A teleclass presented last October by Didier Pittet, MD, MS, one of the authors of the CDC guidelines, stresses the low cost of hand hygiene overall compared to the cost of nosocomial infections. According to evidence from a hand hygiene promotional campaign conducted between 1999 and 2001, the "point spread" was astonishing -- nosocomial infections cost an estimated $28.9 million, while the hand hygiene promotional campaign cost one hundred times less -- $288,730.

Pittet notes that time constraints were the main reason for poor compliance with hand hygiene, and that alcohol-based hand rubs were the obvious solution to the problem. And, he stresses, the cost per patient was miniscule. "The cost of $1.62 per admission is probably less than a Big Mac," he adds. "I think a hospital administrator can certainly offer a patient hand hygiene that is less than the cost of a Big Mac."


Acceptance of the guidelines by ICPs has not been a problem for specific classes of healthcare workers. "'The guideline is from the CDC, so it is right and everyone is changing (to comply with it)' is the frequent response (I get) when I personally ask an ICP or an operating room RN," says Bjerke.

Some healthcare facilities have had an easier time accepting the new guidelines than others. In some locations, the first vendor through the door was able to capture the entire business with a subjective acceptance by the HCWs, total house implementation, and no concern about price, says Bjerke. Other locations implemented the alcohol hand rubs after two product evaluations; these facilities made a decision to implement one gel product throughout the entire facility, including ORs; cost was not a factor in this case either.

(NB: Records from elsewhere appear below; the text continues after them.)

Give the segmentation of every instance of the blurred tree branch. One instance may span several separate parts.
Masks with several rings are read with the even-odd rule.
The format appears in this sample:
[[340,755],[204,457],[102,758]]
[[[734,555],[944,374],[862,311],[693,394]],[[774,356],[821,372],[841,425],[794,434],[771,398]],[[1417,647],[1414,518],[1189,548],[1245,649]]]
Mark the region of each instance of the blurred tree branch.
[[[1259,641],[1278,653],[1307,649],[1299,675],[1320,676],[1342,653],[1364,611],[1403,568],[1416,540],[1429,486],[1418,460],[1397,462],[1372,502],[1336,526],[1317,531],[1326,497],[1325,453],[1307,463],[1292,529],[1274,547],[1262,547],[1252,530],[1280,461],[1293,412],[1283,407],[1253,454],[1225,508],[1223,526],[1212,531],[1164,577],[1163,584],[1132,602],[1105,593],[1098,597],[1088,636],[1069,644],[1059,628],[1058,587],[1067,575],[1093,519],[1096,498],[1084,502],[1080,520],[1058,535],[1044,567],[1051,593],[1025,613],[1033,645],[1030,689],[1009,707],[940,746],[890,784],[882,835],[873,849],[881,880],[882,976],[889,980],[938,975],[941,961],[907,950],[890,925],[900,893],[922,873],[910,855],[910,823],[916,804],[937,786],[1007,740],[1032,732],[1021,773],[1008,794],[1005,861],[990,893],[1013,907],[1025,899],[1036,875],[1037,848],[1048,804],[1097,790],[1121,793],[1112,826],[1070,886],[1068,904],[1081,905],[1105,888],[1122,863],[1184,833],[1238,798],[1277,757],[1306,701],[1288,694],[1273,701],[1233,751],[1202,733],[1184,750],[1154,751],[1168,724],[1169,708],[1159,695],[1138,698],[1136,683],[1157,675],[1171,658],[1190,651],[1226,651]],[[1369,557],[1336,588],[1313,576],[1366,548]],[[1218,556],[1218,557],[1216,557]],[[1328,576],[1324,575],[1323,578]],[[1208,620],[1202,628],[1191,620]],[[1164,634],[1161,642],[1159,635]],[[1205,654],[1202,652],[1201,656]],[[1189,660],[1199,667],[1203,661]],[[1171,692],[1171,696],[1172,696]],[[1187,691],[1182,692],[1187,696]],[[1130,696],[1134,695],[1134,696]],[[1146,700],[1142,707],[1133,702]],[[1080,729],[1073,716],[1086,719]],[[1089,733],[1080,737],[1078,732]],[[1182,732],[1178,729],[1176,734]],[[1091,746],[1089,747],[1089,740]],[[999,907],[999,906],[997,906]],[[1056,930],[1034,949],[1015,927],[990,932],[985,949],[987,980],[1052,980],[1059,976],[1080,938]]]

In a third group of hospitals, a single alcohol-based hand rub was selected for the non-operating room areas; however, the OR continues to use the water-aided choice for antiseptics, which include an alcohol-based product.

A fourth group of facilities implemented alcohol gels universally; they do not require a first scrub with soap and water or nail cleaning for surgical cases. However, this solution may not be the best -- "I have worked some SSI outbreaks, where this has been the major change and the patients have had very negative, costly outcomes, to include litigation," Bjerke cautions.

Monitoring of the outcome of the implementation is not being done universally; some ICPs are monitoring outcomes and SSI incidence, while other ICPs are not monitoring for effect, Bjerke says.

It is not likely that all healthcare sites will agree on the best means of implementation, say Pugliese, et al. And, they continue, existing laws and regulations (or the manner in which they are interpreted and applied) may not coincide with the CDC's recommendations, current science or current recommendations for standards of care. "We should continue to expect inconsistencies in laws vs. science, especially with the rapid pace of evidence-based practice as compared to the glacial pace of changes in laws and regulations," they maintain. "What we can hope for is those individuals that assist with interpretation and enforcement of regulations will recognize these inconsistencies and use a rational and common-sense approach that focuses on quality of care and safety of patients and workers."